In his ongoing series looking at the evolution/devolution of classic gaming genres, Nathan Lawrence turns his gimlet gaze to the RTS.
As I'm sure many of you are well aware, the long-awaited and highly anticipated real-time strategy extravaganza, StarCraft II, was released last year to glowing critical and consumer reception. It wasn't long before it became the fastest selling strategy title of all time and earned the mantra of the best-selling PC title of 2010. And why not; StarCraft II is a great example of a highly polished title that was, in many ways and for many people, well worth the wait.
But while StarCraft II stands as a shining example of how well a traditional formula real-time strategy title can still be near-unanimously well received by the gaming populace, I don't see it as a step in the right direction for the RTS genre. Certain reviewers have called the game StarCraft 2.0 - a statement simultaneously used as an accurate depiction of the game's evolution (or lack thereof) from the original formula and praise of StarCraft II's honouring of its roots. But a game honouring its roots or paying homage to what has gone before is one thing, while more or less cloning preceding titles is a problem I have across genres.
If you look at Relic Entertainment's gaming history, they seem to be comfortable with mixing things up. The two Homeworld games boasted a simple yet compelling storyline, persistent units across the campaign as well as three-dimensional movements and combat. Warhammer 40,000: Dawn of War forged the engine and paved the way for Company of Heroes, which was, for me, an RTS game changer.

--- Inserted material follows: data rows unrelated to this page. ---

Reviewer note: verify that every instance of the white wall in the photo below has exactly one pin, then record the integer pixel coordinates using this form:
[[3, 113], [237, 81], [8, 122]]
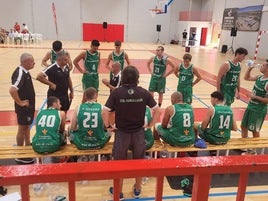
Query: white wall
[[134, 14]]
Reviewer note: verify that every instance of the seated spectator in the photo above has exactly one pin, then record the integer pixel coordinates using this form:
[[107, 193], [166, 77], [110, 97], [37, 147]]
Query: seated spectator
[[50, 125], [87, 129], [177, 127], [218, 123]]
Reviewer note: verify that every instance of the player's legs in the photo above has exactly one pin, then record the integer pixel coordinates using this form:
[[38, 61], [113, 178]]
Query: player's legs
[[23, 135]]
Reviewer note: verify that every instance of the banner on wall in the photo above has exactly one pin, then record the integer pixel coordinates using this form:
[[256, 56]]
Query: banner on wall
[[229, 18], [244, 19]]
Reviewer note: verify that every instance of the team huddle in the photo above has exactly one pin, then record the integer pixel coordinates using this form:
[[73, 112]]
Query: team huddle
[[131, 112]]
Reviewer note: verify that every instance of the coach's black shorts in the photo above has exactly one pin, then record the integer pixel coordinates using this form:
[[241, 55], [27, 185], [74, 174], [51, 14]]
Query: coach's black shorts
[[25, 115]]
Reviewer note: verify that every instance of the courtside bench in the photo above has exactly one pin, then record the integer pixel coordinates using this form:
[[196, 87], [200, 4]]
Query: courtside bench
[[9, 152]]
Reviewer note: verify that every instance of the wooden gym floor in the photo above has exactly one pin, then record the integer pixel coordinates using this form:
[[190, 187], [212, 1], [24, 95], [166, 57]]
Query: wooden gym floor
[[206, 59]]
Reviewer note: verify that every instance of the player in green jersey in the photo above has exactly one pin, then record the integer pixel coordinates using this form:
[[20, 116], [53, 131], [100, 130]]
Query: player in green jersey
[[91, 59], [87, 129], [218, 123], [159, 73], [177, 127], [228, 79], [186, 73], [52, 55], [118, 55], [257, 107], [50, 125]]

Y'see, I've always loved the real-time strategy genre, but as soon as I encountered Company of Heroes, I realised how antiquated and just how over the tank/6-pool/insert-generic-unit-here rush mentality I really was. What used to be a race to get as many of the same units out on the digital battlefield had evolved to something that was more akin to real-time chess. In Company of Heroes, a squad of infantry or a solitary vehicle could turn the tide of battle; holding a critical section of the map or repelling/deterring an enemy attack. So instead of relying on building 100 bishops, I was able to hold my own with a single rook.

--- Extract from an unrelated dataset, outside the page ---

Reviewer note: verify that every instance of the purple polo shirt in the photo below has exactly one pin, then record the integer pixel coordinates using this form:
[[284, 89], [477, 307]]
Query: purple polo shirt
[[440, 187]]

So when StarCraft II eventually rolled around, I felt seriously underwhelmed by the whole experience, yearning for an RTS experience that was more... progressive. That's not to say I didn't enjoy StarCraft II. But just as playing through a generic first-person shooter is not without its own mindless rewards, so too was the experience of returning to a formula I'd moved past. It was enjoyable but it didn't wow me.

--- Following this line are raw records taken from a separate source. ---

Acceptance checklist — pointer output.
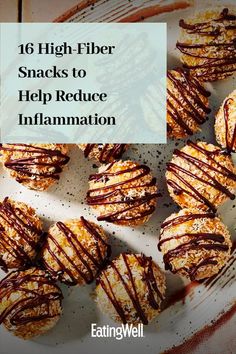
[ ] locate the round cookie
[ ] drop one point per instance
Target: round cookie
(30, 303)
(20, 231)
(225, 123)
(75, 251)
(200, 175)
(131, 289)
(194, 244)
(103, 153)
(123, 192)
(207, 44)
(35, 166)
(187, 104)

On the flip side, though, too much of an attempt at evolution in the RTS genre is not always a positive thing. Dawn of War II essentially flat-out ditched the RTS element of its campaign in favour of an RPG experience, while R.U.S.E. had the 'strategy' component of RTS well and truly covered, but at the expense of the a well-flowing battle experience.
While I understand that there's a certain appeal in particular genre traits and conventions being upheld in any real-time strategy title, it's still disappointing to see when more game developers aren't actively seeking to push the RTS genre forwards. There's no need to reinvent the wheel when it comes to any genre, but a polished stone wheel is still a stone wheel.